The world of daytime dramas is a showbusiness subculture unto itself, with its own bizarre set of rules and customs. For example: once you are cast, you stay in that part pretty much until your dying breath, and even then creative ways are often employed to get a few more shooting days out of your corpse. So when it was recently announced that exception-to-the-rule Rick Springfield would be returning to the General Hospital role that made him a star 22 years earlier, very little shuffling had to be done to pick up where Dr. Noah Drake had left off:
He began shooting his episodes at the beginning of November. The plot: Dr. Drake, who left Port Charles to become a neurosurgeon in Atlanta, is urgently needed at General Hospital to operate on a patient with severe brain damage. Unfortunately, Dr. Drake is less sober than he once was. "Things haven't gone well for Noah," Mr. Springfield said with a laugh.
The four days have turned into a longer storyline. "I think we all need to see how it pans out," Mr. Springfield said. "No one's going, 'Where do I sign?' or 'We're done.' " [...]

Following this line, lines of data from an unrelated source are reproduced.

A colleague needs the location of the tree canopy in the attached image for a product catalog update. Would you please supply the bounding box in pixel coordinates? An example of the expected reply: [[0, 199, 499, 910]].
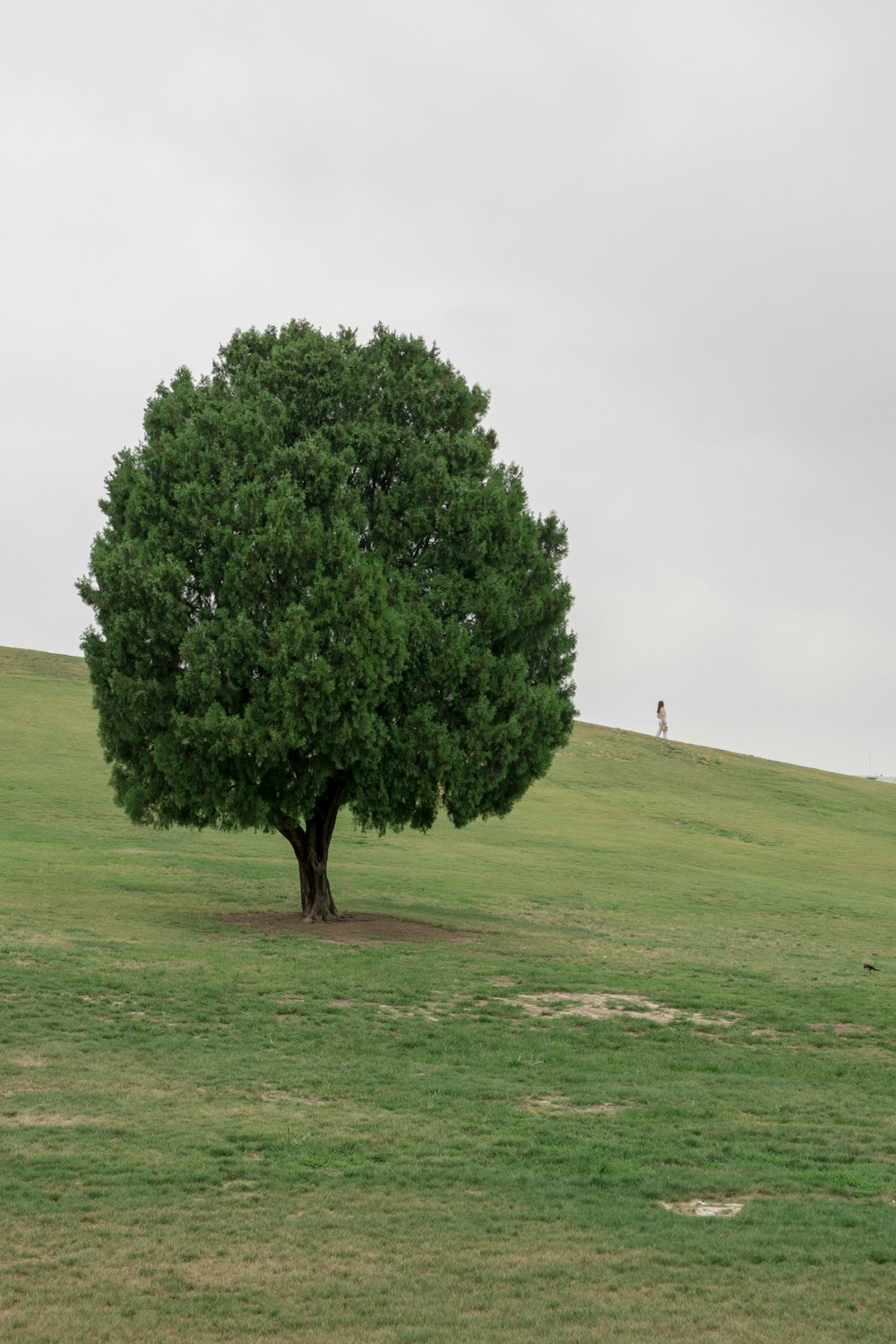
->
[[78, 322, 575, 918]]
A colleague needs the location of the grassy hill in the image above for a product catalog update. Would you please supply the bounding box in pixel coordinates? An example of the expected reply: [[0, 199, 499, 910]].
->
[[0, 650, 896, 1344]]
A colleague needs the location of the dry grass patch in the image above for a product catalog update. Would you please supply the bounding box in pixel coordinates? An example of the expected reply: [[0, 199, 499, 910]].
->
[[520, 1097, 622, 1116], [505, 991, 737, 1027], [659, 1199, 745, 1218], [216, 910, 479, 943], [0, 1110, 108, 1129]]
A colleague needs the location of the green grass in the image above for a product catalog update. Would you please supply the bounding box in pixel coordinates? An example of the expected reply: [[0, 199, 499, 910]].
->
[[0, 650, 896, 1344]]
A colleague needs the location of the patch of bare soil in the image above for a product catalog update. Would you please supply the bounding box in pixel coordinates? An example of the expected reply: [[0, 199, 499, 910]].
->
[[809, 1021, 874, 1037], [0, 1110, 102, 1129], [659, 1199, 745, 1218], [505, 991, 735, 1027], [520, 1097, 621, 1116], [218, 910, 478, 943]]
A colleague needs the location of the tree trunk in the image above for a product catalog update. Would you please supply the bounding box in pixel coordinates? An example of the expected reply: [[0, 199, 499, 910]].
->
[[278, 779, 345, 922]]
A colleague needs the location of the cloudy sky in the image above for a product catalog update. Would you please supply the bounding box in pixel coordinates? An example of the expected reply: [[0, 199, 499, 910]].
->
[[0, 0, 896, 774]]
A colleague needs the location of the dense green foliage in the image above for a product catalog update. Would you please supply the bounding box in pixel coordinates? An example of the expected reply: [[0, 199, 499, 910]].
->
[[79, 323, 573, 919], [0, 650, 896, 1344]]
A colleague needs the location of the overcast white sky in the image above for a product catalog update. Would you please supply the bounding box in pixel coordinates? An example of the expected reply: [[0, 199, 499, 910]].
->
[[0, 0, 896, 774]]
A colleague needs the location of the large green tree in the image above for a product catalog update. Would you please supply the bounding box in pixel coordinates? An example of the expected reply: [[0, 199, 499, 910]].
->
[[78, 323, 575, 919]]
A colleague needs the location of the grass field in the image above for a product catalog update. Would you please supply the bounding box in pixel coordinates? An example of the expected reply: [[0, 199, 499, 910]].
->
[[0, 650, 896, 1344]]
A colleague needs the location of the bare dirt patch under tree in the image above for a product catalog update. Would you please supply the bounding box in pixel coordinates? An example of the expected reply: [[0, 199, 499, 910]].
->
[[218, 910, 478, 943]]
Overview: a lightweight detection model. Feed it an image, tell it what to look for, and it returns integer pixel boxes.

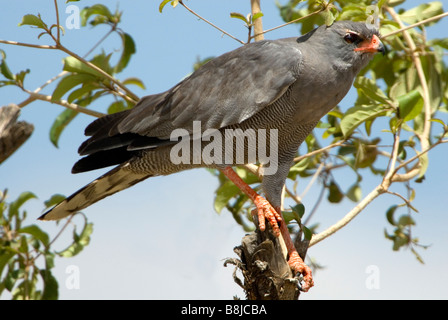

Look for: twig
[294,140,345,162]
[59,46,140,102]
[0,40,58,50]
[300,161,324,199]
[22,89,105,118]
[385,6,431,181]
[249,0,264,41]
[179,0,245,44]
[310,185,385,247]
[381,12,448,39]
[54,0,61,43]
[252,8,325,38]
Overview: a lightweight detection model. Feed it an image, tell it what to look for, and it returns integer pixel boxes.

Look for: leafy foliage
[0,191,93,300]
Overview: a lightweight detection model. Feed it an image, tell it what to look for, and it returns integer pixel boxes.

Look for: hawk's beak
[355,34,386,56]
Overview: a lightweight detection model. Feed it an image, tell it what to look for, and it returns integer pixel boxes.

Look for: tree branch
[381,12,448,39]
[249,0,264,41]
[179,0,245,44]
[23,89,105,118]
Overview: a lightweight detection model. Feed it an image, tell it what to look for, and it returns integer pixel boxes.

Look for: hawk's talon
[288,251,314,292]
[254,196,282,237]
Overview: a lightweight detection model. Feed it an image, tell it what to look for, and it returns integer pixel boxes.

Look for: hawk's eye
[344,32,362,44]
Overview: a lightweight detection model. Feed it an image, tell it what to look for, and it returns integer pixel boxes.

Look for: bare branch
[249,0,264,41]
[179,0,245,44]
[381,12,448,39]
[23,89,105,118]
[0,40,58,50]
[252,8,325,38]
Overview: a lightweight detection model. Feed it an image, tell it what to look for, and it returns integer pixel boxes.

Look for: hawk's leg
[221,167,314,291]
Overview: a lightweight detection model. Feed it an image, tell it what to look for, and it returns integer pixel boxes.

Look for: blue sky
[0,0,448,299]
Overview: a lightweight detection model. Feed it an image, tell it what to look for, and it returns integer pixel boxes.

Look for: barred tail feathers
[39,164,151,220]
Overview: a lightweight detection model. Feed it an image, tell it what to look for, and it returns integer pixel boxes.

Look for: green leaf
[386,204,398,226]
[19,14,48,30]
[291,203,305,221]
[328,180,344,203]
[57,222,93,258]
[400,1,443,24]
[252,12,264,22]
[79,4,114,26]
[50,109,79,148]
[397,89,423,121]
[0,49,14,80]
[301,225,313,240]
[121,77,146,89]
[340,104,387,138]
[67,84,99,103]
[40,270,59,300]
[398,214,415,227]
[8,191,37,220]
[0,250,16,280]
[346,183,362,202]
[107,100,126,114]
[353,76,393,105]
[230,12,248,24]
[44,194,65,208]
[51,73,97,101]
[214,181,241,213]
[17,224,50,247]
[159,0,179,13]
[64,54,110,79]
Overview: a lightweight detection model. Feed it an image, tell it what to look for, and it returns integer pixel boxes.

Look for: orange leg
[221,167,314,292]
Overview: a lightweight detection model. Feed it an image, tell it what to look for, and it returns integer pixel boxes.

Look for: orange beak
[355,34,386,55]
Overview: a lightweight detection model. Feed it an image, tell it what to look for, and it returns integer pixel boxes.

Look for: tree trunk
[0,104,34,163]
[224,218,308,300]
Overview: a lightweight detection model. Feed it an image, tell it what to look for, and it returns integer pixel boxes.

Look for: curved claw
[288,251,314,292]
[254,196,282,237]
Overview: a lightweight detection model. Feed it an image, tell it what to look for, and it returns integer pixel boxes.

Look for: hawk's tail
[39,164,151,220]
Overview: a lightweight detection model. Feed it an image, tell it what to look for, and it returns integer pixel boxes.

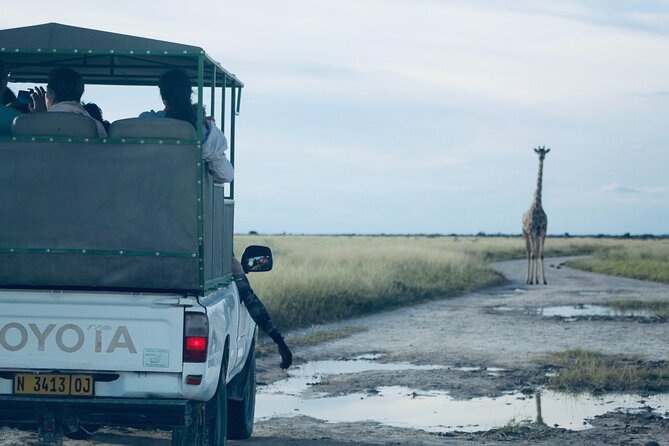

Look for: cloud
[602,183,642,194]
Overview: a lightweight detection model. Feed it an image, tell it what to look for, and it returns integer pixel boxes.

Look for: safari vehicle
[0,23,271,445]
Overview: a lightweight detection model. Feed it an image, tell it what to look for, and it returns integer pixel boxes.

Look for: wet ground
[0,259,669,446]
[248,259,669,445]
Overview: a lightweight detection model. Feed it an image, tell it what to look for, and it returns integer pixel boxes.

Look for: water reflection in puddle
[536,305,653,318]
[256,359,669,432]
[493,304,655,320]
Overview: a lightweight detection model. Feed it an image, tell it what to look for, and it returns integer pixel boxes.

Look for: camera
[16,90,32,105]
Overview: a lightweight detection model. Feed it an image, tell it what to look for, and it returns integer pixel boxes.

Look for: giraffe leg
[523,232,532,284]
[539,235,548,285]
[527,239,537,285]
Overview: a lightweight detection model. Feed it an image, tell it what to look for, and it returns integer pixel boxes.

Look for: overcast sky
[0,0,669,234]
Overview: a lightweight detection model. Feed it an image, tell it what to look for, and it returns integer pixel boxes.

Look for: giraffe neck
[534,159,544,206]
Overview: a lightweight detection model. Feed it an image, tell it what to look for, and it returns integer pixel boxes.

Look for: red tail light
[184,313,209,362]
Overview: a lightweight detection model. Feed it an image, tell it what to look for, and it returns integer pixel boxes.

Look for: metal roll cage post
[197,54,242,199]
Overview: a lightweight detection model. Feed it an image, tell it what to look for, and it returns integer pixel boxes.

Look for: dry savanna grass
[569,239,669,283]
[548,349,669,393]
[235,235,669,329]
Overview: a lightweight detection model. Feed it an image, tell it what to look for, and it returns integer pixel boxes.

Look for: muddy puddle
[256,356,669,432]
[493,304,657,320]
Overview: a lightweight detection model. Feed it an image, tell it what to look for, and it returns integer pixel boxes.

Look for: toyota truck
[0,23,264,446]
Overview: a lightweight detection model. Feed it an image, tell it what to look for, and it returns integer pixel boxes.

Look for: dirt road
[0,259,669,446]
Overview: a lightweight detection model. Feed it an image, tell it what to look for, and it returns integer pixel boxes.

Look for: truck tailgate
[0,290,184,372]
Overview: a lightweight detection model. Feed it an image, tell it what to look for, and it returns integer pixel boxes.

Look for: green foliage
[548,349,669,393]
[235,235,612,329]
[606,299,669,318]
[568,240,669,283]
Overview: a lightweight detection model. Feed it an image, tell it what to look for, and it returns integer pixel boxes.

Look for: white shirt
[202,122,234,183]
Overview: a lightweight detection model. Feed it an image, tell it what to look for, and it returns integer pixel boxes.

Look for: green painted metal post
[230,79,237,199]
[197,53,206,293]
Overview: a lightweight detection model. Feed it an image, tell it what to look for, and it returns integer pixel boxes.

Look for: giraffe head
[534,146,551,161]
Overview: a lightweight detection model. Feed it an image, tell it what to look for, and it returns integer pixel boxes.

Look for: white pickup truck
[0,23,264,446]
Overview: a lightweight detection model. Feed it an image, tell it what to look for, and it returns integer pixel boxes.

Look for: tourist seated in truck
[139,69,293,369]
[29,68,107,138]
[139,69,234,184]
[0,60,20,136]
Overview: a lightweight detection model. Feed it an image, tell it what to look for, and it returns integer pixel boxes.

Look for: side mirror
[241,245,272,273]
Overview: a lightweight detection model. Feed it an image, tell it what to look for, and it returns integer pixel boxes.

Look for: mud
[0,258,669,446]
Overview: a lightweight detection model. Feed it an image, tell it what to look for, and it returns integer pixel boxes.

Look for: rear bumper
[0,395,198,428]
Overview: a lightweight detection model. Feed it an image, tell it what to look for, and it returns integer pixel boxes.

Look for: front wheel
[228,341,256,440]
[207,350,228,446]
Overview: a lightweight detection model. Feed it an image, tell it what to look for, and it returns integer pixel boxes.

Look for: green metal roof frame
[0,23,244,294]
[0,23,244,88]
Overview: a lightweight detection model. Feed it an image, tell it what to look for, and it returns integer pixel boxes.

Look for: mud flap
[37,409,63,446]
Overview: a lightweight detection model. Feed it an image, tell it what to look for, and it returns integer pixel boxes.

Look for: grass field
[548,349,669,393]
[235,235,669,329]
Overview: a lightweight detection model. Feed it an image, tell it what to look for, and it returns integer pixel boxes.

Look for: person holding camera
[139,69,293,369]
[0,60,21,135]
[29,68,107,138]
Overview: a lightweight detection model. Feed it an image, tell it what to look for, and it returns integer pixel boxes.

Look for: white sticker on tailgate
[144,348,170,369]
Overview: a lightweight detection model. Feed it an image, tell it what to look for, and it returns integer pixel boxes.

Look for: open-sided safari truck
[0,23,269,445]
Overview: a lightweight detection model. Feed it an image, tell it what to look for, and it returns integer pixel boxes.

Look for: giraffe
[523,146,551,285]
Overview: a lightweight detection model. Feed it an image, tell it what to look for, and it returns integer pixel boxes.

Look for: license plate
[14,373,93,396]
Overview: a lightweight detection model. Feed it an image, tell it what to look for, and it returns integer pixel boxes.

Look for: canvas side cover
[0,141,200,290]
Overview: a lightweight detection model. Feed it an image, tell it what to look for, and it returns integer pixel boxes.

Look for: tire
[172,346,228,446]
[228,341,256,440]
[207,348,228,446]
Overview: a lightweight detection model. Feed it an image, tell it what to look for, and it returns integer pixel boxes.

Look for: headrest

Because actors on soap operas often have long careers there, many of Mr. Springfield's 1980's colleagues are still on the show. Most relevant to Dr. Drake, Bobbie Spencer, the love of his life, is still in Port Charles - Jacklyn Zeman has played Bobbie since 1977. "There will be a connection between them," Ms. Phelps said. "Yes, you will see Bobbie and Noah together. We're not going to play out a full-on - well, I'm not going to tell you what we're going to do."
We congratulate Springfield on his triumphant return to the showcase that brought his rugged good looks and Jesse-coveting songwriting prowess to the world stage. With the SAG-rate paychecks steadily coming in, we imagine there will be no more Craigslist furniture liquidations come rent time.